Harlem Wizards return to Steamboat for basketball fundraising event
STEAMBOAT SPRINGS — For one night, all Steamboat Springs basketball lovers will jam into one gym.
On Wednesday, Nov. 13, the Harlem Wizards will take to the court at Steamboat Springs High School’s Kelly Meek Gym as a fundraiser for both the boys and girls high school basketball teams as well as High Altitude Basketball.
In the spring of 2018, High Altitude Basketball, a nonprofit program that offers recreational and competitive basketball programs to players of all ages, brought in the Wizards. This year, the nonprofit is partnering with the Sailors boys and girls basketball teams.
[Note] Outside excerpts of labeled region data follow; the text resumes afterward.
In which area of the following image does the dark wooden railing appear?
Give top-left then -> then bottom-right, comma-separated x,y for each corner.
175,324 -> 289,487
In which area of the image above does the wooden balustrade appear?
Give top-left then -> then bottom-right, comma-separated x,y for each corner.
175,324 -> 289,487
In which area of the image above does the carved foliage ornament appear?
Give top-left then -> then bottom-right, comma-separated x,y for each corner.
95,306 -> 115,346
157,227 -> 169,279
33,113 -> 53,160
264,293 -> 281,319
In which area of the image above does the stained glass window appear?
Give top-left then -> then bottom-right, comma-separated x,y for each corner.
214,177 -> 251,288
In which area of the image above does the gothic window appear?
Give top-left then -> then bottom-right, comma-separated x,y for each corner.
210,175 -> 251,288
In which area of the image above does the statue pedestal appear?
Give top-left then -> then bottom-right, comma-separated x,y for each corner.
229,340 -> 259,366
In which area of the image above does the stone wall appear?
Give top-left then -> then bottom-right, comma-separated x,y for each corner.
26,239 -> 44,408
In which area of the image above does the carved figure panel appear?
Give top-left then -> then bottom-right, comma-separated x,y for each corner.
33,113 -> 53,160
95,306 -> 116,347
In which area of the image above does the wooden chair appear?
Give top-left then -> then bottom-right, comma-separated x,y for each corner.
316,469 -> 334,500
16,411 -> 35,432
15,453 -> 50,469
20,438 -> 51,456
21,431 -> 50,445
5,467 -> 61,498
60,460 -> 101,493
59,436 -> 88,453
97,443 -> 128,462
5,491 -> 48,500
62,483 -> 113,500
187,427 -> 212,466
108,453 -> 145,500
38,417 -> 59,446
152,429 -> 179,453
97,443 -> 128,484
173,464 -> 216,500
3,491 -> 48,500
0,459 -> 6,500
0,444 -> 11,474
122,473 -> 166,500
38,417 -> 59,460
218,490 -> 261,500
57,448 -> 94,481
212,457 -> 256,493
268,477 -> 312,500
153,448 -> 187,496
The funds raised will be split among the three programs.
The event sold out last year, and High Altitude Board President Leon Rinck thinks the event will sell out again. The game starts at 6 p.m., and doors open at 5 p.m. Tickets are sold online and at Treasures and Tees.
“It was a fun community event the last time we did it. They’re kind of a Harlem Globetrotters type of team,” he said. “They do a lot of fun crowd interactions.”
Three quarters of the night will not be in traditional basketball format. The Wizards will bring audience members onto the floor, perform tricks and hit crazy shots.
A quarter of the night will be actual basketball though, with the visiting Wizards facing local staff members, including High Altitude board member and Steamboat Springs High School boys basketball coach Michael Vandahl. Rinck said girls basketball coach George Ibarra, and a few alumni will also partake in the game.
What: Harlem Wizards
When: 6 p.m. Wednesday, Nov. 13
Where: Steamboat Springs High School gym, 45 Maple St.
Tickets: Purchase online or at Treasures and Tees
Vandahl participated the last time the Wizards came to town and is excited to get involved again.
“It’ll be a cool experience. It’s really the big players of basketball in the community,” Vandahl said. “It’ll be pretty cool to raise money and give back to those programs.”
The fundraiser will help High Altitude continue to offer the only youth basketball programs in the area.
“This is our one and only fundraiser,” Rinck said. “We do some small things, but this is our big fundraiser of the year. This really helps. We have recreational programming for the kids. We also have a competitive arm. This helps offset some of our scholarship needs. … We want to be able to offer basketball for everyone who wants to play.”
Proceeds from the event will help the high school teams secure supplemental funding to help bolster the quality of the programs.
“I can’t speak for the girls, but for (the boys high school team), summer camps are really expensive for us to travel to,” Vandahl said. “Transportation costs and lodging, but they’re important for us, so we spend money there. It gives us flexibility to buy stuff for the program.”